Ce n’est pas seulement la sécurité juridique qui importe à la colonisation ; c’est surtout la sécurité matérielle, et, à ce point de vue, il reste beaucoup à faire. L’effectif de la gendarmerie est très au-dessous des besoins réels ; tandis qu’en France, on compte en moyenne une brigade par 5 000 habitans, en Algérie, la proportion est trois fois plus faible, et, si l’on songe que la population y est beaucoup plus clairsemée, il est facile de juger de l’insuffisance de la surveillance[1]. En outre, la gendarmerie ne peut guère, en Algérie, compter sur la police, qui n’existe pour ainsi dire pas. Dans les villes, elle est insuffisante, et, dans la main de certains maires, elle néglige parfois sa véritable mission pour s’occuper d’intérêts privés peu respectables. Dans les petites communes, elle se réduit au garde champêtre ; enfin, dans les douars et tribus, elle est nulle. Un des derniers gouverneurs généraux avait pensé qu’en renforçant la police en territoire indigène, on assurerait la sécurité ; c’était bien peu connaître le pays ; en effet, si la police était faite en ces territoires par des Européens, la défiance de la population devait les tenir à l’écart et les empêcher de pénétrer ses sentimens ; si elle était abandonnée à des Arabes ou Kabyles, leurs habitudes proverbiales de mensonge à l’égard des Européens devait rendre leur collaboration très suspecte.

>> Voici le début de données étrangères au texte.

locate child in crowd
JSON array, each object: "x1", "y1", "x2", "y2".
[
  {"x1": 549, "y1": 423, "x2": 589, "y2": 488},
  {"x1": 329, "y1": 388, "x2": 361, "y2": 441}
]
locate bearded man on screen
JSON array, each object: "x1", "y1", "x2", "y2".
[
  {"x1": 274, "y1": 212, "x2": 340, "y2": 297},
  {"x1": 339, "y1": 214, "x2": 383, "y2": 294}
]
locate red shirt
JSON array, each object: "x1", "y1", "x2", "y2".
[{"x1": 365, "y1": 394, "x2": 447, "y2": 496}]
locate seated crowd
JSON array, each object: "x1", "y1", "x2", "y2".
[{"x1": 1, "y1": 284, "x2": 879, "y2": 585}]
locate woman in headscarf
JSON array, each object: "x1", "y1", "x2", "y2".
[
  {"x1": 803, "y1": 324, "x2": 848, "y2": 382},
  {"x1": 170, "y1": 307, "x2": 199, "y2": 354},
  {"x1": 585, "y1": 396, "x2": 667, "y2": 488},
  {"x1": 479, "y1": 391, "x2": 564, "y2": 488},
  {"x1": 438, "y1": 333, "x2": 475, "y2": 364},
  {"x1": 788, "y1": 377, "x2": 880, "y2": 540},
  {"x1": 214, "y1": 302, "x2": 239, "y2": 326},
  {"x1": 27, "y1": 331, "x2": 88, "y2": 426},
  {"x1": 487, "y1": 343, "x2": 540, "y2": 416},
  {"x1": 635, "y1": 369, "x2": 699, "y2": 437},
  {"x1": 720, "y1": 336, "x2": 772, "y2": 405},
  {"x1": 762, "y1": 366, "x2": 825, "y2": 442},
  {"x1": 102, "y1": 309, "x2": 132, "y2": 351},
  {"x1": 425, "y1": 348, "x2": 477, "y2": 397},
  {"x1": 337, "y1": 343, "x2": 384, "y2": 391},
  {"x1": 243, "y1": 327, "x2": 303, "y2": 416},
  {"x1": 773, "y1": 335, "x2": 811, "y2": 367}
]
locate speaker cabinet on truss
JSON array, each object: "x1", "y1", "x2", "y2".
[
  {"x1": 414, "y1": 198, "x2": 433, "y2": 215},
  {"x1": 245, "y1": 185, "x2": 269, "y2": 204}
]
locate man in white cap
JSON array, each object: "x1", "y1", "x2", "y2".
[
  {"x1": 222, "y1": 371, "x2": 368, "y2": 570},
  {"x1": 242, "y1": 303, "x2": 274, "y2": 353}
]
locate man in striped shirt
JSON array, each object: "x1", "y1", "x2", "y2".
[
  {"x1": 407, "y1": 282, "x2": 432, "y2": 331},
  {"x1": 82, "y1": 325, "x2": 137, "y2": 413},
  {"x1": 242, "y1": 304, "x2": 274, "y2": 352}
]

Une seule personne, en territoire indigène, peut exercer une surveillance efficace, c’est le chef, et encore à la condition qu’il ait un commandement assez étendu pour posséder une réelle autorité ; or, notre politique en Algérie a consisté à restreindre sans cesse les pouvoirs des chefs indigènes, par crainte des grands commandemens dont les inconvéniens étaient apparus après les événemens de 1871, à morceler le

  1. La seule brigade de Teniet et Haad exerce sa surveillance sur une superficie de 290 000 hectares.